11.04.2025

Smartfony w szkołach – czy zakaz to rozwiązanie? Hołownia wpisuje się w światowy trend

Michał Osial
Michał Osial
PolitykaZdrowie
Udostępnij:
facebook twitter
Skomentuj

Szymon Hołownia, próbując odbić się od sondażowego dna, ogłosił ośmiopunktowy plan swojej prezydentury. Wśród mało rewolucyjnych postulatów znalazł się jeden, który wywołał żywą dyskusję: całkowity zakaz używania smartfonów przez uczniów w szkołach. Choć w Polsce temat ten dotychczas pozostawiano dyrektorom placówek, Hołownia chce go upolitycznić – i wpisuje się w globalny trend.

Europa mówi „nie” smartfonom w szkołach

Od kilku lat kolejne kraje wprowadzają restrykcje dotyczące używania telefonów w placówkach edukacyjnych. Powód? Coraz gorsze wyniki w nauce, problemy z koncentracją i pogłębiający się kryzys zdrowia psychicznego młodzieży.

  • Francja – pionier walki z „smartfonowymi zombie” – zakazała używania telefonów w szkołach już w 2018 r. Prezydent Emmanuel Macron ostrzegał, że od tego, jak młode pokolenie korzysta z technologii, zależy przyszłość demokracji.
  • Norwegia – tamtejsze Ministerstwo Edukacji zaleciło samorządom usunięcie smartfonów ze szkół. 96% gmin zastosowało się do tych zaleceń.
  • Szwecja – po latach entuzjazmu dla cyfryzacji edukacji nastąpił zwrot ku tradycji: powrót do zeszytów, pisania odręcznego i ograniczenia ekranów. Badania wykazały, że nadmiar technologii prowadzi do wtórnego analfabetyzmu – uczniowie mają problem ze zrozumieniem dłuższych tekstów.
  • Dania – rządowa komisja rekomenduje, by dzieci do 13. roku życia w ogóle nie miały dostępu do smartfonów, ze względu na ich niszczący wpływ na rozwój mózgu.

Nawet Chiny, które stawiają na technologiczny postęp, od 2021 r. zakazują uczniom przynoszenia telefonów do szkół bez specjalnego zezwolenia.

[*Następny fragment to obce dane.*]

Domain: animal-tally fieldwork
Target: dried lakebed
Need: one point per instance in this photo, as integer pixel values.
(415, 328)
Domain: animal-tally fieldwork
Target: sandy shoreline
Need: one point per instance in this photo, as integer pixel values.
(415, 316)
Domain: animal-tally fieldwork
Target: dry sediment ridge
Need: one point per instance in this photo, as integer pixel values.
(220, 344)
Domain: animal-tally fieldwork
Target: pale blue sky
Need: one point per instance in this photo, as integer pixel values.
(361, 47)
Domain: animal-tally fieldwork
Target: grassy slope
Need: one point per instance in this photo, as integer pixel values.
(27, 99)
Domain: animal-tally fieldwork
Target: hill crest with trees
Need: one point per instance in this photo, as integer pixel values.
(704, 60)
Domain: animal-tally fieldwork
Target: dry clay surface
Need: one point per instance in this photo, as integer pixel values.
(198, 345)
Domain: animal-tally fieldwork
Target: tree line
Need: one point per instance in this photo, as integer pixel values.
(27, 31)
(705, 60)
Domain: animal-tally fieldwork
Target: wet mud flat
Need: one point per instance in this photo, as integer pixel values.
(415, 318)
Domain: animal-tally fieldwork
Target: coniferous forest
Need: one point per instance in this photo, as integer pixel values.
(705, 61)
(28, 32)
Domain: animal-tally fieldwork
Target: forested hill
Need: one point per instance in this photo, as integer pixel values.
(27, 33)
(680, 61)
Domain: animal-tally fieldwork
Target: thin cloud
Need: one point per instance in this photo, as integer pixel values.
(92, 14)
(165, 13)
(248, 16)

Pokolenie smartfonów: nieszczęśliwe i rozproszone

Problem nie ogranicza się tylko do gorszych wyników w nauce. Jonathan Haidt, amerykański psycholog społeczny, w głośnej książce „Niespokojne pokolenie” dowodzi, że smartfony zrewolucjonizowały dzieciństwo, zastępując zabawę na podwórku godzinami spędzonymi w social mediach. Skutki?

  • Epidemia depresji i lęków – w porównaniu z poprzednimi pokoleniami, wskaźniki samookaleczeń, prób samobójczych i hospitalizacji psychiatrycznych wśród nastolatków wzrosły nawet o 100%.
  • Uzależnienie od dopaminy – ciągłe scrollowanie, porównywanie się z influencerami i hejt prowadzą do chronicznego poczucia niedopasowania.
  • Nadopiekuńczość rodziców – zdaniem Haidta, współcześni rodzice chronią dzieci przed wyzwaniami realnego świata, ale nie kontrolują ich obecności w sieci, gdzie młodych ludzi czeka często większa trauma niż na podwórku.

Hołownia: polityk czy populista?

Postulat Hołowni wpisuje się w te obawy, ale budzi też wątpliwości:

  • Czy państwo powinno ingerować w decyzje szkół? Dotąd to dyrektorzy decydowali o zasadach używania telefonów.
  • Czy zakaz rozwiąże problem? Smartfony to nie tylko rozrywka – to też narzędzie do nauki i komunikacji.

Hołownia jednak trafia w czuły punkt: rodzice i nauczyciele widzą, że coś jest nie tak. Może więc zamiast całkowitego zakazu – warto postawić na edukację cyfrową i zdrowy balans?

Jedno jest pewne: Smartfony zmieniły nie tylko szkoły, ale całe pokolenie. I choć ich wykluczenie ze szkół to tylko plasterek na głębszą ranę, dyskusja jest potrzebna. Bo jak mówi Haidt: „Dzieciństwo oparte na zabawie zamieniło się w dzieciństwo oparte na ekranie. I wszyscy płacimy za to cenę”.